Сходил. Меня торжественно усадили в кресло, опутали мою, унаследованную от отца, головушку проводами, и я струсил. Ожидал, что подадут зубодробильный разряд, и вместо милиции пойду домой безмолвно играть в танки. К счастью, сеанс прошёл в исключительном комфорте, и даже мужчина-лаборант остался доволен.

– В милицию, значит, устраиваешься? – спросил он. – Возьми, хороший мой, – протянул мне листок с алхимическими знаками и цифрами. – Всех благ!

Прежде чем вернуться на комиссию, я показал загадочный листок соседу, неврологу по специальности.

– Что тут не так?

– Всё!

– А напишите, как должно быть у людей.

Пять минут дел.

Упорствовал я попасть в милицию, потому что с начальных классов школы снискал себе славутошного служителя добра и справедливости.

Прилежный октябрёнок на уроках, перемены я посвящал кровопролитию: бежал попить водички, а затем летал по этажам следить за порядком и спасать наш хрупкий мир. При виде сцены насилия над малышами или обморочными Пьеро, которым на роду было написано страдать, меня начинало трясти. Природный мент шептал изнутри: «Смелее, дружок!» Ни возраст, ни рост, ни правота обидчиков не могли меня остановить.

Синяки и ссадины заменяли мне погоны и звёзды. Благодаря им в школе говорили: «Тихо! Этот идёт!» Однако не могу вспомнить случая, когда я постоял бы сам за себя. Обидные выпады в мой адрес не вызывали во мне ни малейшего протеста. Хуже того, если дело доходило до драки, то я не дрался. Стоял в полный рост, не уклоняясь от ударов, и улыбался. Сердце стучало ровно, в нём не вскипала ярость к врагу, не булькала жалость к себе, хотя холодным умом я понимал, что вот сейчас смогу точно попасть гаду в нос, он растеряется, а дальше ногами в живот. Как правило, моими обидчиками овладевало недоумение, и они прекращали бить, не дожидаясь пока я упаду. У них пропадал интерес ко мне.

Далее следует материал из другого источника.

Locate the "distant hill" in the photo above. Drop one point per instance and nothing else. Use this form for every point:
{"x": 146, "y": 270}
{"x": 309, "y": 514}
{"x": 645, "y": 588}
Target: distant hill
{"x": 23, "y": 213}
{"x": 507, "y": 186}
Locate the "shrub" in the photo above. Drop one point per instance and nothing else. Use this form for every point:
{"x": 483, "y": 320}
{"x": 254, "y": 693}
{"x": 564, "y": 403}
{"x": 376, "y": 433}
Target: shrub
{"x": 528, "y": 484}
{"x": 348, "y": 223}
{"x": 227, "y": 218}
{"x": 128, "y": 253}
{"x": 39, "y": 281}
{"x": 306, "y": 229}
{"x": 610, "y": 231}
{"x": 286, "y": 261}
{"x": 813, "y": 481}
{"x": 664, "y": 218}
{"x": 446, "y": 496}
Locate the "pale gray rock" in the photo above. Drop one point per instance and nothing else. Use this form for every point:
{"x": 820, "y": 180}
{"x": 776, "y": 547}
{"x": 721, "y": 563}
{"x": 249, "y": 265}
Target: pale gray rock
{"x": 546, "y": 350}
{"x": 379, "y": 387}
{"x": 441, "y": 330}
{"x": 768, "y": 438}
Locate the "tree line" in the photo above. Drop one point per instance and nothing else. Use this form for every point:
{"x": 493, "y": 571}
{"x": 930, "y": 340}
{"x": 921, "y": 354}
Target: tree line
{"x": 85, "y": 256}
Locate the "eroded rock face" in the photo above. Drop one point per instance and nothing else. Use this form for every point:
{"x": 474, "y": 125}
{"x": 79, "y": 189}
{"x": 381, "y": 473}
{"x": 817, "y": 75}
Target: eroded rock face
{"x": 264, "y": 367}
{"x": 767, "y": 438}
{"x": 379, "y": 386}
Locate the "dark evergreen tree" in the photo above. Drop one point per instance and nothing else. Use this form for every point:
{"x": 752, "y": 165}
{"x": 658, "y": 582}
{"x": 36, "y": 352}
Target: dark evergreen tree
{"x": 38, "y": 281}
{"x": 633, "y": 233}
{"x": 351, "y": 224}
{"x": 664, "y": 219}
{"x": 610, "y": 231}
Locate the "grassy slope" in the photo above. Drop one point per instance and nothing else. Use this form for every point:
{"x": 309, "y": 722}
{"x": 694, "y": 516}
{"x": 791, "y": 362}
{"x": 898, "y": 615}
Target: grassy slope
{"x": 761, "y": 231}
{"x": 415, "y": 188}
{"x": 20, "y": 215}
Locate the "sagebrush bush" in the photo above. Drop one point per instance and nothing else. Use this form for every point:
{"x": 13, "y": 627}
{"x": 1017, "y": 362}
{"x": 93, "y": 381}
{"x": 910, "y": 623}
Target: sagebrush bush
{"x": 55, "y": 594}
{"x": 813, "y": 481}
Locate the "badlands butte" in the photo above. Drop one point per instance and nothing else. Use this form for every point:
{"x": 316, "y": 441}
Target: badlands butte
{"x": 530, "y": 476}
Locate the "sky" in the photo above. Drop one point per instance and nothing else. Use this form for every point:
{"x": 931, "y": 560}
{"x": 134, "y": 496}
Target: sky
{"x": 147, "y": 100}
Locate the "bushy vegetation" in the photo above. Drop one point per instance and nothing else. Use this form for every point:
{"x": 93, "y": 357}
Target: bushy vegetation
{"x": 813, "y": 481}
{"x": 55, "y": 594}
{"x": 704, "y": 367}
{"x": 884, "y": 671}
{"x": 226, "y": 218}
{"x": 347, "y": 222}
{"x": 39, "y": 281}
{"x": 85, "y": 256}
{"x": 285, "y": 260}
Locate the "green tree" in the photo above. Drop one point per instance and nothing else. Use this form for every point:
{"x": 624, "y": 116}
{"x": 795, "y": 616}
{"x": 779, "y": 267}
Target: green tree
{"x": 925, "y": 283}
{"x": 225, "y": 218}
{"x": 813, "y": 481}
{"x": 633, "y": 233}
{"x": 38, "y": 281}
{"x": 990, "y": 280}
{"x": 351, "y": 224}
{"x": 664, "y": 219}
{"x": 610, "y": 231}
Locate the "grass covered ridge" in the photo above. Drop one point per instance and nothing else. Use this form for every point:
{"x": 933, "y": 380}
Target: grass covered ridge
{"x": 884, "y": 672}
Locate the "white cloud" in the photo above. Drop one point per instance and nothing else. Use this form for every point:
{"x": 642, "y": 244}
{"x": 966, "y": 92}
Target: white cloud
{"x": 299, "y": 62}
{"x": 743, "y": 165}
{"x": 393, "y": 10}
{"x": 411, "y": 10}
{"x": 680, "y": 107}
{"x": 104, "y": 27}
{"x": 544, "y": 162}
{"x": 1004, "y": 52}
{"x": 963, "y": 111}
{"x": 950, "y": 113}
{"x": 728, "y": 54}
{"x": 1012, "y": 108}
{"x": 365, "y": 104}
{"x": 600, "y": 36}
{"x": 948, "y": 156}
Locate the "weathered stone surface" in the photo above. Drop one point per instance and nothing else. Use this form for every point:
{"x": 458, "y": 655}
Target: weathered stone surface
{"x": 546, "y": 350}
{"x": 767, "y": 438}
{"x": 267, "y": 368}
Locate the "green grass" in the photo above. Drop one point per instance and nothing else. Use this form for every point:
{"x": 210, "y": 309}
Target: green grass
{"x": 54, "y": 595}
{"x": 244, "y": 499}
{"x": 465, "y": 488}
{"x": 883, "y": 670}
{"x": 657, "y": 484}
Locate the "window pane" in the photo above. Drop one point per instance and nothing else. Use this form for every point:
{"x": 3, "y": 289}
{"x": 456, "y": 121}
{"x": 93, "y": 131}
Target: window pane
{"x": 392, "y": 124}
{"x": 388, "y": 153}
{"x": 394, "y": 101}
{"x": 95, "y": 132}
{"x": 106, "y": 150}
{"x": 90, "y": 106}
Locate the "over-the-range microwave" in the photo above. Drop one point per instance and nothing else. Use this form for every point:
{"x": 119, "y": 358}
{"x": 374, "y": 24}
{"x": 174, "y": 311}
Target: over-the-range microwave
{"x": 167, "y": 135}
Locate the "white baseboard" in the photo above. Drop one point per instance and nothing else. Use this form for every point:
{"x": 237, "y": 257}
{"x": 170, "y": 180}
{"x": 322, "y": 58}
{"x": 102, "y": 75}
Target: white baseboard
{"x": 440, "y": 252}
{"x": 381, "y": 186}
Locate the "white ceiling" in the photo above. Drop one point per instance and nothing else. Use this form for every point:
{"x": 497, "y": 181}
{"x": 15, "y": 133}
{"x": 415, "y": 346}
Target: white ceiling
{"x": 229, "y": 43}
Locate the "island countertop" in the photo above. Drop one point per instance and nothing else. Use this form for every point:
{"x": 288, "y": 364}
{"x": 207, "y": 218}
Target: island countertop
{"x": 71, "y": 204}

В армии получилась та же канитель. С первых дней службы я испытал восторг от обилия несправедливости вокруг и бросился бить-спасать.

Сложилась идеальная схема. Сначала я заступаюсь за свой молодой призыв, безумно вращаю глазами и применяю физическую силу к старшему призыву, а затем последние пытают меня почти до смерти, но унижения и боль я принимаю спокойно, хоть бери и пиши с меня картину святого или большевика.

Любопытно, что не успел закончиться курс молодого бойца, как мои инквизиторы стали здороваться со мной за руку и за глаза прозвали «справедливый чувачелло». А спустя два месяца службы «деды» уже приглашали меня на ночные попойки и задавали Чернышевские вопросы: кто же виноват, раз такая армия, и что же делать, если не бить молодых?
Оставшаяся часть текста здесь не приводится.